Photographs
"All our memories remain with us. A remembered past in becoming a mental picture coincides with, or becomes part of, our present".
(Henri Bergson in Tarkovsky, p. 26)
Golden light, St Paul's late in the day.
Looking Up at Tate Britain.
Regents Canal, early summer evening.
'Reflections'
From my window I could look across the street to the building opposite. Those windows did not give access to the interiors of the rooms and their inhabitants but instead reflected elements of the building I was standing in: mysterious and random splashes of colour and floating white tendrils.
'Stairs, Libeskind's Museum in Berlin'
The three images below are products of an ongoing interest in architecture and experiments in the use of colour to create or enhance an illusion of depth in two dimensional works.
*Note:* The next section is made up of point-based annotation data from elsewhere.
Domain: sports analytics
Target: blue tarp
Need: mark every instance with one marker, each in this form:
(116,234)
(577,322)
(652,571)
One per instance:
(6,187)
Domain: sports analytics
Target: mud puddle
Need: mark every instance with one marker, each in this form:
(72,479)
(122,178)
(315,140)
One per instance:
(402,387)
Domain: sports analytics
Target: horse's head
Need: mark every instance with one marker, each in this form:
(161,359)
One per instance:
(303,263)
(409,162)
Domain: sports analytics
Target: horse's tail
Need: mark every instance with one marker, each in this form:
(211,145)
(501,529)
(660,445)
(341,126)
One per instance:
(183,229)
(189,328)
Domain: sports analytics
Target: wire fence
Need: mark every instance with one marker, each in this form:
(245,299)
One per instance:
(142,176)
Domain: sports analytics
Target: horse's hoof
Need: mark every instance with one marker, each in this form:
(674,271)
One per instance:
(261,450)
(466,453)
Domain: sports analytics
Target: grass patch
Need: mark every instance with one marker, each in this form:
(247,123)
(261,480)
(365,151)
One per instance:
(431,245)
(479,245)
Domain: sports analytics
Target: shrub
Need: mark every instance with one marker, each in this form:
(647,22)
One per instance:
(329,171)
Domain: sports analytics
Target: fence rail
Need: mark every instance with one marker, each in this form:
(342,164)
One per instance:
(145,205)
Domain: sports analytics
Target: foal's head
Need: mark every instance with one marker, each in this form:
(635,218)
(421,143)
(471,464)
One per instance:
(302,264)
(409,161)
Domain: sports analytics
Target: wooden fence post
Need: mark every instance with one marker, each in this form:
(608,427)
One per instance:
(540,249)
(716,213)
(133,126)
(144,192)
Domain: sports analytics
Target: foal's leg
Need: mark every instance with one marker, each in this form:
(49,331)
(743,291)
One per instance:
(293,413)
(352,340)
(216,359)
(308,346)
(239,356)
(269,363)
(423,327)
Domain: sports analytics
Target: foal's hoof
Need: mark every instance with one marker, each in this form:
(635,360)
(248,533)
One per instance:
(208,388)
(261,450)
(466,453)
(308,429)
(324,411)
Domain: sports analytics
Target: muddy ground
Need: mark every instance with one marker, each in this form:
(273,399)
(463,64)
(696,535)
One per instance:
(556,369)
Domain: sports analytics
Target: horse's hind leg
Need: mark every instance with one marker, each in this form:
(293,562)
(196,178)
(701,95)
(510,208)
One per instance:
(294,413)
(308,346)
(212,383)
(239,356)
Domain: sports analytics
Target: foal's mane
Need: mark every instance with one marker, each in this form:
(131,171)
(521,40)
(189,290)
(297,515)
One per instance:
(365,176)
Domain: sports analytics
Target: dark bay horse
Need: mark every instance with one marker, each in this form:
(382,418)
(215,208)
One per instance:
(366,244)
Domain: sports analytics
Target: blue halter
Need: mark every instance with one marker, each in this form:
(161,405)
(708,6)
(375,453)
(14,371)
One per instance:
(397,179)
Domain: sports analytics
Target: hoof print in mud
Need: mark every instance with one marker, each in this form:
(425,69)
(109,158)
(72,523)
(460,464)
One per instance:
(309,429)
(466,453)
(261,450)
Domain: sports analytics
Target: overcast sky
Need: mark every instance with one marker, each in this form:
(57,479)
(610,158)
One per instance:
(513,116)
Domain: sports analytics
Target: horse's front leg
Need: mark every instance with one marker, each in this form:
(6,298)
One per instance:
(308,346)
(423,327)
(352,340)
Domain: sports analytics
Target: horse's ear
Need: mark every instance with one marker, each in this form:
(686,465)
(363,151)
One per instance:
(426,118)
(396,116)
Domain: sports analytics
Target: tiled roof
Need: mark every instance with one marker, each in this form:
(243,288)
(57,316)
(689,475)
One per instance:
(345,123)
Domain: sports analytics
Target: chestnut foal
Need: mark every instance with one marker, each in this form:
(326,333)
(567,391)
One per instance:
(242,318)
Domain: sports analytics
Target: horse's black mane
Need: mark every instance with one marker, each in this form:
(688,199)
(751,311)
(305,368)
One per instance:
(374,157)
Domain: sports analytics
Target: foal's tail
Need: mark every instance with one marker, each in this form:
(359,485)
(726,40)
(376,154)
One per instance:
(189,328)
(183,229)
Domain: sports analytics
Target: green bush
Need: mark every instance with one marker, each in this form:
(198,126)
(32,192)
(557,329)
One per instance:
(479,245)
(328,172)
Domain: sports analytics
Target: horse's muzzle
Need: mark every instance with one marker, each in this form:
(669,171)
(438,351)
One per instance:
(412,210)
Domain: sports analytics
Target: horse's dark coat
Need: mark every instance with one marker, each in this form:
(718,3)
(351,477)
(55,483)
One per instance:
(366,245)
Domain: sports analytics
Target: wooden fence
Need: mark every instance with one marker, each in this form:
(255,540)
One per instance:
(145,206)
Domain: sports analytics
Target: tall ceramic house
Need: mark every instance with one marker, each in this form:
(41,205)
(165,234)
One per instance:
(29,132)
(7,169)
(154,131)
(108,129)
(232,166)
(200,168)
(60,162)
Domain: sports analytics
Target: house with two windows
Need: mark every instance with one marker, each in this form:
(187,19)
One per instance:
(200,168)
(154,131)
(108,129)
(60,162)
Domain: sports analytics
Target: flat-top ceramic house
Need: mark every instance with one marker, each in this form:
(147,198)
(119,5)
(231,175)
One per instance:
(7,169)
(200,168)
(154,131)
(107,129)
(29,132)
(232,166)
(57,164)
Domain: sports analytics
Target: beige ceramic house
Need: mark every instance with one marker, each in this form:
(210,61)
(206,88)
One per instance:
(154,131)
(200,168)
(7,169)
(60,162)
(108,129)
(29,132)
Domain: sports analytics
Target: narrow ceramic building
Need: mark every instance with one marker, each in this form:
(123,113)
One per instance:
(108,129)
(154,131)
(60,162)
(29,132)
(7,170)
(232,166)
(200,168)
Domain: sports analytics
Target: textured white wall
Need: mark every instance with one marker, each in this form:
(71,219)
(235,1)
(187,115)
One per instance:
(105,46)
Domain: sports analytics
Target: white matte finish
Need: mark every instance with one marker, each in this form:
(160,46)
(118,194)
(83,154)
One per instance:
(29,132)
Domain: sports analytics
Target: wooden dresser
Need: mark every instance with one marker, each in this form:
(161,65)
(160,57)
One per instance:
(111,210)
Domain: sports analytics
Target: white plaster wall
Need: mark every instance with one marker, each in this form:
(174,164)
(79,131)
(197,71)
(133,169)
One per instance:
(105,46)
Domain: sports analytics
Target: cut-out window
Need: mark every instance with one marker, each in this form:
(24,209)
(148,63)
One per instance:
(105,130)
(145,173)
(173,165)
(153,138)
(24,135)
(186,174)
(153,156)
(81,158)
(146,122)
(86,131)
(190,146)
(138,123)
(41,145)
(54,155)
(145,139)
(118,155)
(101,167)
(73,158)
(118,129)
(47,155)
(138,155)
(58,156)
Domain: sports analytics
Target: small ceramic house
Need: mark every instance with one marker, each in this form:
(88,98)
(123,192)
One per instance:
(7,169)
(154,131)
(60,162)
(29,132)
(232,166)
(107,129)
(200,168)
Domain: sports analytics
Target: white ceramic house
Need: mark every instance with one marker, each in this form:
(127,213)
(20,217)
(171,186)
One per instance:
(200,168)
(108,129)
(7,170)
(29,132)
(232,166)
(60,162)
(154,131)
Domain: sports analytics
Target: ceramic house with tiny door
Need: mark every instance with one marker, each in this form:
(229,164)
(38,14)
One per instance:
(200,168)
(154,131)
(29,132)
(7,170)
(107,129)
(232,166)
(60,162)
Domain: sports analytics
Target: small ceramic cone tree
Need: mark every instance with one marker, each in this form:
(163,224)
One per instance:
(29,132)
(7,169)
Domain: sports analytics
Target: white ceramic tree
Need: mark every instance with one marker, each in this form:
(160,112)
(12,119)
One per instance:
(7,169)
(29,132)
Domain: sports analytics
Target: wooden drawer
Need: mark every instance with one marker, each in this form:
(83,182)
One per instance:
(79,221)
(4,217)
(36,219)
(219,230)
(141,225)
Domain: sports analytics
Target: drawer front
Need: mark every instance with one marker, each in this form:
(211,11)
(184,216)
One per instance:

Photographs of the interior of Daniel Libeskind's Jewish Museum in Berlin formed the starting point for printing stark monchrome images with certain architectural features picked out in flashes of colour.
Strong contrasts and sharp angles mirror the interior spaces designed to commemorate those who were taken away from Berlin in the 1940's leaving behind the empty space they should have continued to inhabit. The handrails shine in the light that enters through what Libeskind calls, 'the window configurations, which radically penetrate through the walls' (Daniel Libeskind, The Space of Encounter, 2001, p. 27).
The following images are also from the Jewish Museum in Berlin but in these the soft pastel greys, pinks and blues are the dominant feature. The combination of natural and artificial light create a gentle quailty that suggested doorways where there are none. This softness contrasts markedly with the sharp angles of the stairs and handrails and with the heaviness of the concrete slabs. Stairs leading up and down into space reinforce the sense of emptiness in the void.